看来你指的是x86处理器系列并没有考虑到实时系统,所以没有真正保证恒定时间执行(CPU可能重新排序微指令,而不是分支预测和指令预取队列,每当CPU错误地预测条件跳转时刷新...)

#4


0  

This answer will sound snide, but it is intended to make you think:

这个答案听起来很讽刺,但它的目的是让你想到:

Only run the code once.

只运行一次代码。

The reason I say that is because so much will make it variable and you might not even have control over it. And what is your definition of time? Suppose the operating system decides to put your process in the wait queue.

我说这个的原因是因为这么多会使它变量而你甚至可能无法控制它。你对时间的定义是什么?假设操作系统决定将您的进程置于等待队列中。

Next you have unpredictability due to cache performance, memory latency, disk I/O, and so on. These all boil down to one thing; sometimes it takes time to get the information into the processor where your code can use it. Including the time it takes to fetch/decode your code itself.

接下来,由于缓存性能,内存延迟,磁盘I / O等原因,您具有不可预测性。这些都归结为一件事;有时需要时间将信息输入到代码可以使用它的处理器中。包括获取/解码代码本身所需的时间。

Also, how much variance is acceptable to you? It could be that you're okay with 40 milliseconds, or you're okay with 10 nanoseconds.

另外,你可以接受多少差异?它可能是你没有40毫秒,或者你没有10纳秒。

Depending on the application domain you can even further just mask over or hide the variance. Computer graphics people have been rendering to off screen buffers for years to hide variance in the time to rendering each frame.

根据应用程序域,您甚至可以进一步掩盖或隐藏差异。计算机图形人员多年来一直在渲染屏幕缓冲区,以隐藏渲染每个帧的时间差异。

The traditional solutions just remove as many known variable rate things as possible. Load files into RAM, warm up the cache and avoid IO.

传统解决方案只是尽可能多地删除已知的可变速率事物。将文件加载到RAM中,预热缓存并避免IO。

#5


0  

If you make all the function calls in the critical code 'inline', and minimize the number of variables you have, so that you can let them have the 'register' type. This should improve the running time of your program. (You probably have to compile it in a special way since compilers these days tend to disregard your 'register' tags)

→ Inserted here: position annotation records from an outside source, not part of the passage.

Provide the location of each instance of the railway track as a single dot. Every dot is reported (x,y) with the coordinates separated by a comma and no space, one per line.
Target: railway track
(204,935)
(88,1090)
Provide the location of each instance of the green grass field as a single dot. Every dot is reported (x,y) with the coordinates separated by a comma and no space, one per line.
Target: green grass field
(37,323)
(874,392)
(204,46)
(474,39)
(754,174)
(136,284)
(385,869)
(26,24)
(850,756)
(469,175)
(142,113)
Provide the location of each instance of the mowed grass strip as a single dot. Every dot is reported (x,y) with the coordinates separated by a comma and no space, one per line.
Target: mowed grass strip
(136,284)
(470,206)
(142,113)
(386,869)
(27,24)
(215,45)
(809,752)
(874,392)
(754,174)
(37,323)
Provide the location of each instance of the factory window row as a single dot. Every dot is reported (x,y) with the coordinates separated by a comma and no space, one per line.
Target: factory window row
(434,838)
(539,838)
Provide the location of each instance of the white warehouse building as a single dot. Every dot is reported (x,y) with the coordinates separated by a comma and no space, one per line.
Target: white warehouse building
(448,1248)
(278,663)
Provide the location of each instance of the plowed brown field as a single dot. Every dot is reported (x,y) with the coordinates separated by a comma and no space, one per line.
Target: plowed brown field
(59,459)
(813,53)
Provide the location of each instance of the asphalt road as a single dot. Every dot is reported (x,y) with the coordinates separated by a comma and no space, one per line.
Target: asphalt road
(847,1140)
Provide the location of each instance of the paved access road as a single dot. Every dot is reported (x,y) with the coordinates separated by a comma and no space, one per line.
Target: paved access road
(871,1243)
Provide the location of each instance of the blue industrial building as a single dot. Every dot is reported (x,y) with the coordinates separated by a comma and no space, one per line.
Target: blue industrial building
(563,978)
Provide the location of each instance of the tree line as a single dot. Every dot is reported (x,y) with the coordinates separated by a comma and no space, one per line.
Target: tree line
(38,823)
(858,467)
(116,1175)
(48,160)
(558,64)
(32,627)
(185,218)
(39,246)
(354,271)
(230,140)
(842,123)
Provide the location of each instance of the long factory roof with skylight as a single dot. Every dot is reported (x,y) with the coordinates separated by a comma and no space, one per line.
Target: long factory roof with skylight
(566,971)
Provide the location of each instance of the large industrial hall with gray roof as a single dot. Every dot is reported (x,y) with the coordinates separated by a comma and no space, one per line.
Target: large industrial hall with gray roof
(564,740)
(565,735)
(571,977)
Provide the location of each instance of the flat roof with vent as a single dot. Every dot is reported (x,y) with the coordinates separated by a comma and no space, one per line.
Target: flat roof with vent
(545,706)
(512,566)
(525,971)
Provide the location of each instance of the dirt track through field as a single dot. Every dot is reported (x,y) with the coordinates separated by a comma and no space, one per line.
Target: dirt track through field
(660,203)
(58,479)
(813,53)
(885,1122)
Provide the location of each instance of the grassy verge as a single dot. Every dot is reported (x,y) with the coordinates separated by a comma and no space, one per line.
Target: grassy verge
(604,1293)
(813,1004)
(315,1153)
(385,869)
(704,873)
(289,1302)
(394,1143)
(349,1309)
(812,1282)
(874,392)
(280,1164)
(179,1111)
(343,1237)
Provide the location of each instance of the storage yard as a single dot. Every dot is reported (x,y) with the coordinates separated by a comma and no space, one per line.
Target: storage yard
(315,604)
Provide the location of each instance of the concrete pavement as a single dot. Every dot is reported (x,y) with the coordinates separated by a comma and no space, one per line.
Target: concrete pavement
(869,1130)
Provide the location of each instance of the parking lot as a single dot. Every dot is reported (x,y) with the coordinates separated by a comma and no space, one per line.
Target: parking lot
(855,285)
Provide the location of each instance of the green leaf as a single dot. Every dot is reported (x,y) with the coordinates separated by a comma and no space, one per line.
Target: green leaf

如果你在关键代码'inline'中进行所有函数调用,并最小化你拥有的变量数,那么你可以让它们具有'register'类型。这应该可以缩短程序的运行时间。 (你可能必须以特殊的方式编译它,因为这些天的编译器往往忽略你的'register'标签)

I'm assuming that you have enough memory not to cause page faults when you try to load something from memory. The page faults can take a lot of time.

我假设你有足够的内存,当你试图从内存中加载东西时不会导致页面错误。页面错误可能需要很长时间。

You could also take a look at the generated assembly code, to see if there are lots of branches and memory instuctions that could change your running code.

您还可以查看生成的汇编代码,看看是否有很多分支和内存可能会改变您的运行代码。

If an interrupt happens in your code execution it WILL take longer time. Do you have interrupts/exceptions enabled?

如果代码执行中发生中断,则需要更长时间。你有中断/例外吗?

#6


-1  

Preallocate memory, and make sure interrupts do no affect the cache (impossible, right).

预分配内存,并确保中断不影响缓存(不可能,正确)。

/Allan

#7


-1  

Understand your worst case runtime for complex operations and use timers.

了解复杂操作和使用计时器的最坏情况运行时。